What? How? By using metadata from social media photos and by getting thousands of volunteers to vote on images of a city’s streets, the team built a model that can suggest beautiful, quiet and happy routes. So far, they’ve applied the happy model to high-trafficked areas of Berlin, Boston, London and Torino. Take a look:
Fast route: 4 kilometers (47 minutes)
Happy route: 4.5 kilometers (55 minutes)
Why this’ll make you happy: The happy path takes you from the city’s Humboldt University, where you can browse in one of the country’s largest college libraries. The short route plows along the traffic-filled Karl-Liebknecht-Strasse and Karl-Marx-Allee, while the happy route takes you through a beautiful tree-lined plaza by St. Mary’s, one of the oldest churches in Berlin, and through Alexanderplatz, Berlin’s iconic commercial city center. You’ll end up at the community center and arts space called Alte Feuerwache (the Old Firehouse).

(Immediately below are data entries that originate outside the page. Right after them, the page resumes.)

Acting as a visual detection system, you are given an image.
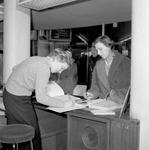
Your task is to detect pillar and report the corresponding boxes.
[3,0,31,83]
[130,0,149,150]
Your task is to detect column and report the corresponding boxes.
[3,0,31,83]
[130,0,149,150]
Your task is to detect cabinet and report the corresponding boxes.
[67,110,140,150]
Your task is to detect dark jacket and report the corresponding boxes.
[88,51,131,101]
[50,63,78,94]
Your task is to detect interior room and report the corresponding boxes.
[0,0,149,150]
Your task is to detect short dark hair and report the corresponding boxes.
[94,35,114,49]
[48,48,73,66]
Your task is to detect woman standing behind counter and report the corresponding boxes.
[84,36,131,104]
[3,48,73,150]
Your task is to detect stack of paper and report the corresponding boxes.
[47,95,86,113]
[47,81,64,96]
[88,99,122,111]
[91,109,115,115]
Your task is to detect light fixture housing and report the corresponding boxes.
[18,0,76,11]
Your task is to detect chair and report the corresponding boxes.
[0,124,35,150]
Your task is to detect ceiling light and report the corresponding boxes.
[18,0,76,10]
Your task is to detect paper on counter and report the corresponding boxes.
[47,81,64,97]
[91,109,115,115]
[47,103,86,113]
[47,95,86,113]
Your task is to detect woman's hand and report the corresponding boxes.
[63,100,75,108]
[84,92,94,100]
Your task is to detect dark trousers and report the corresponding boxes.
[3,89,42,150]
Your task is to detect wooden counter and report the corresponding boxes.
[67,110,140,150]
[33,101,67,150]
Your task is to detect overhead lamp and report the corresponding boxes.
[77,35,87,44]
[18,0,76,10]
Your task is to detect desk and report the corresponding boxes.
[67,110,140,150]
[33,100,67,150]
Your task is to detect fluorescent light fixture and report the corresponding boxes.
[18,0,76,10]
[77,35,87,44]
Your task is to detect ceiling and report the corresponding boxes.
[0,0,131,30]
[31,0,131,29]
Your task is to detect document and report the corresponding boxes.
[88,99,123,111]
[91,109,115,115]
[47,81,64,97]
[47,95,86,113]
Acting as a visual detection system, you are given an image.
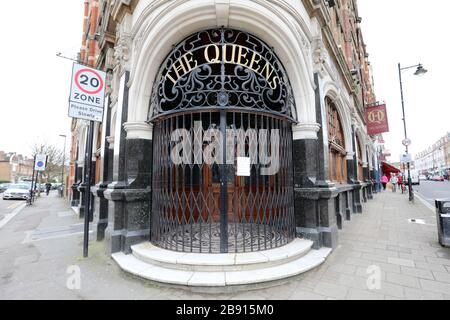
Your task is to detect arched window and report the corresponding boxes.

Fast route: 1.5 kilometers (17 minutes)
Happy route: 1.5 kilometers (19 minutes)
Why this’ll make you happy: As you walk from the historic home of colonial American patriot Paul Revere to the gold-domed state capital, skip the shortest route, which goes along car-lined Sudbury and Somerset Streets, and instead take a walk past two city landmarks. Faneuil Hall has been a meeting place and marketplace since 1742 — check out the grasshopper weathervane that still sits on top of the building. This route, just two minutes longer, also takes you past the Old State House and the square where a confrontation between British soldiers and an angry mob turned deadly … and sparked a revolution.

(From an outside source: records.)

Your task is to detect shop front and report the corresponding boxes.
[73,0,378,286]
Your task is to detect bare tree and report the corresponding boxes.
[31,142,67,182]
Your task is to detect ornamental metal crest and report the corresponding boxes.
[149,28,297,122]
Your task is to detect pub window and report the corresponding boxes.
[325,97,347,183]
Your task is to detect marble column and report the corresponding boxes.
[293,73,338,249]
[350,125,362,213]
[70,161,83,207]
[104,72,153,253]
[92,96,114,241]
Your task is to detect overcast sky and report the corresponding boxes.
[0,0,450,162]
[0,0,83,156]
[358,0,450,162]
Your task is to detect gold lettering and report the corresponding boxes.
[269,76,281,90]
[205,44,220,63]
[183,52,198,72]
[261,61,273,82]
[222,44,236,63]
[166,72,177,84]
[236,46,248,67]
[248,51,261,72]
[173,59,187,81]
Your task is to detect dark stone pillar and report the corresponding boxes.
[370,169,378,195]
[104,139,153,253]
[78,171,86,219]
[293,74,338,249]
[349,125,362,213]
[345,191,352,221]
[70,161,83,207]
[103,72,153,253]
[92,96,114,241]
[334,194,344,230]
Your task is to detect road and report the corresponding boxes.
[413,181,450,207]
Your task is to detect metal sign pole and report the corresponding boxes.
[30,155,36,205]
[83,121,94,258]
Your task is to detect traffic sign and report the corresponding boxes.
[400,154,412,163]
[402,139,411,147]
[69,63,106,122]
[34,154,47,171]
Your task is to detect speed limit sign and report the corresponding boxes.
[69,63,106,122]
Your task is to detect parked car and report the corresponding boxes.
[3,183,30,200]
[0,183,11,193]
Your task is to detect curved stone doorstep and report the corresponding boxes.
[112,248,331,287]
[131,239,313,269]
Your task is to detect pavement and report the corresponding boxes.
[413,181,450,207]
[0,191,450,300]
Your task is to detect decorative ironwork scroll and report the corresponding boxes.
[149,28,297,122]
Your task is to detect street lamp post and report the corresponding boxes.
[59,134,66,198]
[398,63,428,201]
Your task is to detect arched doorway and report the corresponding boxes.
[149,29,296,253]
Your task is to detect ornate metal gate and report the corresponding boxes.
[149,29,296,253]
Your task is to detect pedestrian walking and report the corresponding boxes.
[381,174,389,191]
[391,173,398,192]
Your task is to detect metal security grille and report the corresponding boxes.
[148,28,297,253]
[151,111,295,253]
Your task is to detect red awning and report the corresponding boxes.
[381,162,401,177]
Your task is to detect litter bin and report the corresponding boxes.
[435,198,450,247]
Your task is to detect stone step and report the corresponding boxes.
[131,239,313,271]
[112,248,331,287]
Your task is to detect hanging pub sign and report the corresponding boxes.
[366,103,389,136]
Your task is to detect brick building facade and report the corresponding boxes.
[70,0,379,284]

Fast route: 4.0 kilometers (46 minutes)
Happy route: 4.5 kilometers (53 minutes)
Why this’ll make you happy: The shortest path from the Euston Square Underground station to the Tate Modern gallery starts by taking you along busy Gower Street. But add six minutes to your route, and you can wend your way to the modern art on a quieter path: Saunter along the parallel, less busy Gordon Street and walk past Gordon and Russell Squares. Instead of taking the Strand, full of people and cars, walk along historic and beautiful Fleet Street, the storied former home of London’s newspaper industry.

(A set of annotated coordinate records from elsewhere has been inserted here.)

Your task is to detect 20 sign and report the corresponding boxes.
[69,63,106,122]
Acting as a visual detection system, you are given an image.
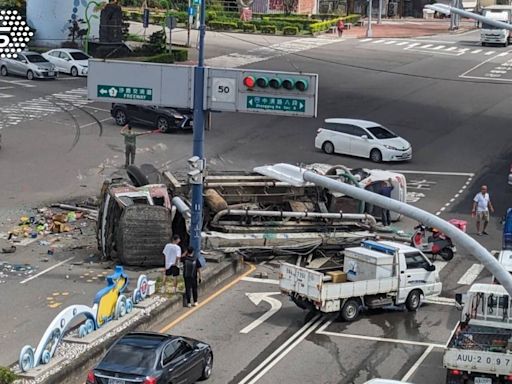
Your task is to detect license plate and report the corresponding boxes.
[108,379,125,384]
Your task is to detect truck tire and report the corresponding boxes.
[405,289,421,312]
[340,299,359,322]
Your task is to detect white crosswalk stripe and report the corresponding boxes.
[0,88,92,129]
[359,38,512,56]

Fast route: 1.5 kilometers (18 minutes)
Happy route: 2.0 kilometers (25 minutes)
Why this’ll make you happy: The Mole Antonelliana in Torino, or Turin, is a 19th-century tower with a museum of cinema inside. Spend a couple hours looking at old Italian movie posters, then walk over to the Piazza della Repubblica, also called Porta Palazzo, to check out what’s possibly the largest street market in Europe. The shortest path takes Corso San Maurizio and Corso Regina Margherita, two of the most trafficked roads in the city. By contrast, the happy path takes seven extra minutes and passes through Giardini Reali, the gardens behind the Royal Palace, and around Piazza Castello, the historic main square, where you can spend some time in the 13th-century Madama Palace before completing your route through the small stone streets of the Roman quarter.